An infamous fugitive billionaire – known as Fat Leonard – has been released as part of a prisoner swap with Venezuela, the White House has confirmed.

The fugitive, whose real name is Leonard Glenn Francis, masterminded a $35m (£30m) fraud against the US Navy. He escaped from US custody in 2022. Ten US citizens held in Venezuela were released as part of the deal.

In exchange, the US released Alex Saab, an aide to Venezuela's president.
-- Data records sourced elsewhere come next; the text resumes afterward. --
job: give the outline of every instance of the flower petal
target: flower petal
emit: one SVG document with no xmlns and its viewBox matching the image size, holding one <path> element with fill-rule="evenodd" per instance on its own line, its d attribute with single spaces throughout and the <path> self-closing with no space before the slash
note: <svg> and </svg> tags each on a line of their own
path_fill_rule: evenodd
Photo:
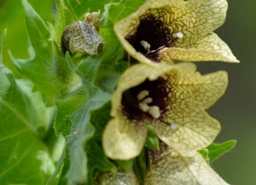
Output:
<svg viewBox="0 0 256 185">
<path fill-rule="evenodd" d="M 171 106 L 165 118 L 151 123 L 158 137 L 169 146 L 181 151 L 199 150 L 209 146 L 220 132 L 218 121 L 202 108 L 184 101 Z"/>
<path fill-rule="evenodd" d="M 190 0 L 176 7 L 169 26 L 184 36 L 177 47 L 190 46 L 219 27 L 225 21 L 227 7 L 226 0 Z"/>
<path fill-rule="evenodd" d="M 198 78 L 197 76 L 189 78 L 192 84 L 190 88 L 194 102 L 204 109 L 207 109 L 225 92 L 228 84 L 227 73 L 218 71 L 200 76 Z"/>
<path fill-rule="evenodd" d="M 183 65 L 184 69 L 186 66 L 188 68 L 193 67 L 191 66 L 194 66 L 188 64 Z M 136 64 L 126 70 L 121 76 L 117 88 L 113 94 L 114 98 L 112 98 L 111 115 L 116 116 L 119 114 L 122 94 L 126 90 L 141 84 L 147 78 L 151 81 L 155 80 L 175 67 L 175 66 L 155 64 L 151 62 L 148 64 L 142 63 Z"/>
<path fill-rule="evenodd" d="M 95 185 L 139 185 L 139 181 L 133 171 L 125 171 L 117 168 L 117 172 L 103 172 L 97 178 Z"/>
<path fill-rule="evenodd" d="M 172 59 L 238 62 L 228 47 L 210 33 L 224 22 L 227 5 L 226 0 L 148 0 L 137 11 L 118 22 L 114 30 L 128 53 L 141 62 L 172 64 Z M 182 36 L 172 44 L 174 49 L 172 46 L 160 49 L 160 56 L 158 53 L 148 56 L 150 60 L 142 54 L 146 51 L 141 42 L 151 46 L 150 51 L 156 51 L 172 45 L 167 43 L 178 33 Z"/>
<path fill-rule="evenodd" d="M 108 123 L 102 137 L 105 155 L 112 159 L 129 160 L 139 155 L 147 137 L 145 124 L 133 123 L 123 116 Z"/>
<path fill-rule="evenodd" d="M 187 61 L 239 62 L 228 46 L 214 33 L 190 44 L 184 48 L 165 48 L 159 51 L 158 58 L 163 61 L 176 60 Z"/>
<path fill-rule="evenodd" d="M 170 147 L 151 155 L 146 185 L 228 185 L 196 151 L 179 153 Z"/>
</svg>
Francis, the most high-profile prisoner involved in the deal, was detained in September 2022 trying to board a flight from Venezuela to Russia while on the run from US authorities.
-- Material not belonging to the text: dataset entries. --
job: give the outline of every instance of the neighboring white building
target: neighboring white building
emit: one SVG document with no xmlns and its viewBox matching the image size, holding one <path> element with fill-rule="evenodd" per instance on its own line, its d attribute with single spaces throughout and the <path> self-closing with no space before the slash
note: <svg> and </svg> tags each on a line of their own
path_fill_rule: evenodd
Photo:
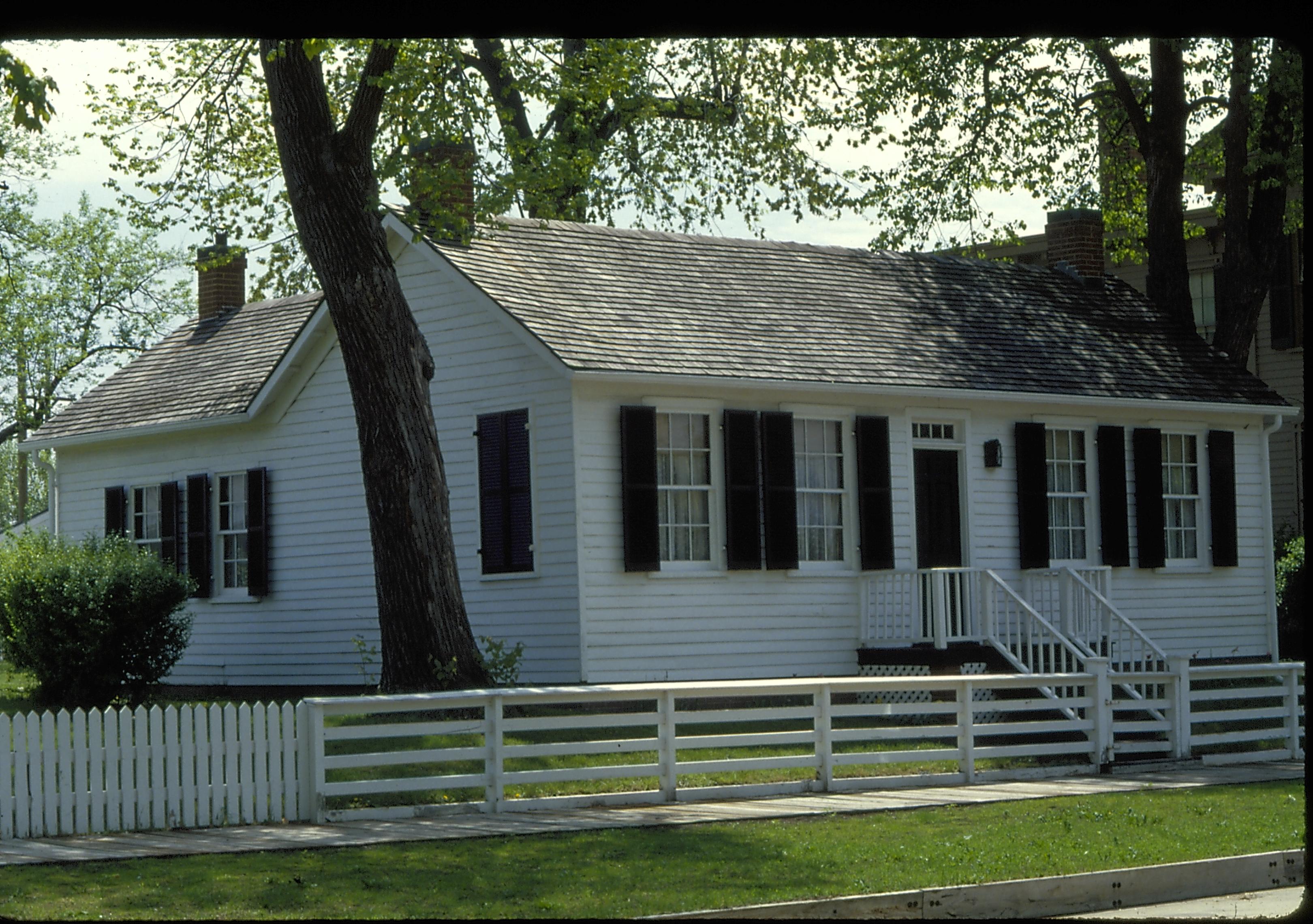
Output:
<svg viewBox="0 0 1313 924">
<path fill-rule="evenodd" d="M 930 602 L 911 635 L 868 617 L 931 566 L 1025 592 L 1107 564 L 1162 651 L 1278 654 L 1267 433 L 1292 408 L 1115 278 L 383 223 L 470 621 L 524 642 L 523 680 L 852 675 L 928 631 Z M 327 306 L 201 301 L 29 437 L 58 450 L 59 529 L 123 529 L 209 585 L 173 682 L 358 684 L 374 572 Z M 985 618 L 961 593 L 935 618 Z"/>
</svg>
The Malaysian businessman had escaped house arrest in California two weeks earlier, where he was being held after admitting to his role in a sprawling scam that cost the US tens of millions of dollars and implicated dozens of navy officers.
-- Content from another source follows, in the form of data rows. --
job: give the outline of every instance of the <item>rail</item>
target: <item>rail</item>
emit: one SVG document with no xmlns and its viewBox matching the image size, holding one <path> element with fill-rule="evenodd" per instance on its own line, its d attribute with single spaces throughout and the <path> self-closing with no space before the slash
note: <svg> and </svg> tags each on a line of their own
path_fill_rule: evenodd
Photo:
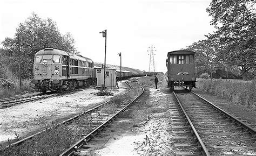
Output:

Prosecutors say he used his Singapore-based business – which had contracts to service US naval vessels – to defraud the US Navy, while also plying American officers with cash and gifts as bribes.

Court documents filed as part of his plea agreement accused Francis of giving US officials millions of dollars worth of gifts, which included lavish trips, “top-shelf alcohol and wine”, Spanish suckling pigs, Cuban cigars and access to prostitution services.

Francis was first arrested in 2013, and pleaded guilty to offering $500,000 (£444,000) in bribes in 2015. Journalist Tom Wright, who made a podcast with Francis entitled Fat Leonard, told the BBC that Francis made “huge amounts of money” after the 9/11 terror attacks by overcharging the US Navy.

Mr Wright added that Francis had agreed to do the podcast as he was “furious” over what he saw as a cover-up. “Admiral after admiral who were involved with him were not taken to court criminally. In the US, it was more lower level officers [who were taken to court].”

In a statement, President Joe Biden said Francis will now be “sentenced for his lead role in a brazen bribery and corruption case”. Alluding to the other US nationals released by Venezuela, he added: “I am grateful that their ordeal is finally over, and that these families are being made whole once more.”

The swap deal will also see Mr Saab, a close aide of Venezuelan President Nicolás Maduro, returned. He faced allegations of laundering money on behalf of the Maduro government, which he denied.

Mr Saab was extradited to the US in 2021 after being arrested during a stopover in Cape Verde. The Maduro government has long demanded the release of Mr Saab, whom it describes as a “diplomat”.

The Colombian-born businessman was on his way to Iran when he was detained on an Interpol “red notice” while his plane refuelled in Cape Verde in 2020. The Venezuelan government described him as an “envoy” and argued that he had been travelling to Iran to buy medical supplies during the Covid-19 pandemic.

But Cape Verde ruled that he did not have diplomatic status and extradited him to the US, where he was charged with money laundering and bribery. According to US prosecutors, Mr Saab siphoned off $350m (£276m) from Venezuelan government contracts by fraudulently using favourable exchange rates.

He then allegedly laundered the money in the US before finally transferring it to accounts controlled by him and his alleged associate.

The US treasury department has described Mr Saab as a “profiteer orchestrating a vast corruption network” that it says enabled “President Nicolás Maduro and his regime to significantly profit from food imports and distribution in Venezuela”.

Mr Saab has denied the charges and the Maduro government has stood by him, even walking out of US-backed talks with the Venezuelan opposition in protest at Mr Saab's extradition in 2021.

The White House also said Joseph Cristella, Eyvin Hernandez, Jerrel Kenemore, and Savoi Wright were among those released. It classes six of the 10 Americans released by Venezuela as having been “wrongfully detained”.

The White House also said Venezuela had agreed to release 20 Venezuelan political prisoners, as well as opposition figure Roberto Abdul, and had committed to suspending the arrest warrants of three other Venezuelans.

This is not the first prisoner swap the US and Venezuela have agreed. In October 2022, Venezuela freed seven jailed US citizens in exchange for the release of two nephews of Mr Maduro's wife.

Known as the “narco-nephews”, the two men had been serving 18-year sentences in the US for attempting to smuggle cocaine into the US.

Relations between the two countries eased further in October this year when the US agreed to loosen its sanctions on Venezuela in exchange for President Maduro agreeing to allow international observers to monitor next year's presidential election.

But the US has since reiterated its demand that US citizens “wrongfully detained” in Venezuela be freed and threatened to reimpose sanctions if progress was not made on the issue.

Human rights groups in Venezuela have reacted to the news by demanding that the close to 300 people they list as political prisoners in Venezuelan jails also be freed.